Lo que más le gusta a Elke es la salsa de arándanos. Elke mira la chistera en los días ventilados, y piensa en la magia. Y tiene el rostro de Karl.
Karl sigue mirando cómo se mueven las cosas con el viento. El viento es lo mejor del mundo, Karl ya no tiene dudas. Y se llama Elke.
Gracias por este relato y por dejarnos este final. Gracias por compartir tu magia, hecha de viento y salsa de arándanos.
Ahora sí :-).
Este me gusta más. Es increíble lo que puede cambiar un final (y una vida) con solo cambiar una frase.
Un beso.
Permiteme que pase sin llamar. Pasaba en silencio, pero este relato me ha gustado mucho y no quería dejar pasar la ocasión de decirlo. Enhorabuena por el relato.
Saludos
José Ignacio, has hecho bien, estás en tu casa. Gracias por tus palabras. Un beso.
Karmen, a veces hace falta un final feliz, a mí a veces me cuestan trabajo, pero a la segunda lo conseguí 🙂 Un beso.
Danny, gracias a tí por convencerme de la necesidad de no ser negligente con la magia. Un beso-
Llevo varios días pensando qué te puedo dejar de comentario, desde tu versión primera.

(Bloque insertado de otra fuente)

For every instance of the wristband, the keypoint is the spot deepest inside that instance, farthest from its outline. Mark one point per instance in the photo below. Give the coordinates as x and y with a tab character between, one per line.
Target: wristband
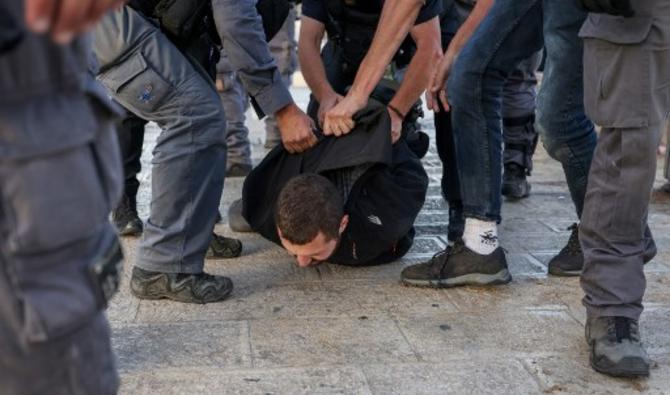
395	110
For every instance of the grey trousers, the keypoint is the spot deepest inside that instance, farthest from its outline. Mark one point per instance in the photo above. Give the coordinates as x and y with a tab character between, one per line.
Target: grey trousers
235	103
627	91
519	101
149	76
53	213
284	49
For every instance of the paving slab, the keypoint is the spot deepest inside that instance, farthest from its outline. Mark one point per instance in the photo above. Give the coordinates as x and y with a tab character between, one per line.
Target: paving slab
308	381
457	376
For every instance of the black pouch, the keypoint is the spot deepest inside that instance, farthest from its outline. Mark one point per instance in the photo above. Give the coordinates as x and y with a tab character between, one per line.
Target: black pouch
11	32
180	18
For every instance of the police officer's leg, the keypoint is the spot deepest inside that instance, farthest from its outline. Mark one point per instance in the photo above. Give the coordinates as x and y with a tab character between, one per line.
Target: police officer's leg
159	84
53	228
130	131
567	134
283	48
235	103
519	132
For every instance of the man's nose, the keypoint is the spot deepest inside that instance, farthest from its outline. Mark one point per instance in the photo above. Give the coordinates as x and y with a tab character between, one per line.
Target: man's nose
303	261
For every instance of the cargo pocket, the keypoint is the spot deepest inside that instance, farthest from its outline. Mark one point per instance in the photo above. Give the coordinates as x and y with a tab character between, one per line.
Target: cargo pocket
135	85
616	71
56	210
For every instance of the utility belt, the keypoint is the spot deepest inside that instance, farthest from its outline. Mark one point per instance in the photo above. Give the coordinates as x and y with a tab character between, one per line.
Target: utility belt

Luego me sorprende leer lo mismo, con una variación inapreciable si lees el texto más rápido de lo debido, pero que al darte cuenta ves que le cambia todo el sentido a la historia.

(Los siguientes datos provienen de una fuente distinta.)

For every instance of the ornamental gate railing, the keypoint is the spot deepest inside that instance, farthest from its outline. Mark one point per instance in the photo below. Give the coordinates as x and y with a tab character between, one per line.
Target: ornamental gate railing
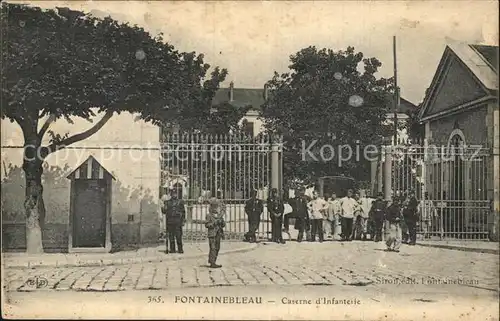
198	166
456	179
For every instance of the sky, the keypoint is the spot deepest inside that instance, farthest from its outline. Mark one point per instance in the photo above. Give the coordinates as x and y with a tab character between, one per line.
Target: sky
252	39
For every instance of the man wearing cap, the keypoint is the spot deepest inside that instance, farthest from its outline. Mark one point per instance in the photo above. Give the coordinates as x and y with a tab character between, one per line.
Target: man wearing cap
254	209
349	206
175	218
275	208
163	223
300	213
410	219
215	224
378	212
365	204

La historia me parece maravillosa, como todo lo que escribes, sabes que soy un admirador tuyo incondicional.
No sé si incluir en «mi lista de las cosas que me gustaría hacer en el futuro», que tengo que completar esta semana, una línea donde ponga: Escribir como Pat.
Un beso.
Pues no es para tomárselo a broma. El efecto mariposa cambió mi vida, aunque también hay que darle algún que otro empujoncito…
¿Cambiaría eso la magia… la haría mejor, peor?…
Juan, siempre consigues impresionarme con tus palabras. Gracias.
Susana, supongo que la magia es la oportunidad. Lo que cada uno hace con ella es su responsabilidad, supongo… así que interpreto que ese empujoncito del que hablas no es otra cosa que el haber sabido aprovechar esa magia. No hace mejor ni peor a la magia, hace mejor, eso sí, al responsable del empujoncito. Eso es lo que creo… Un beso.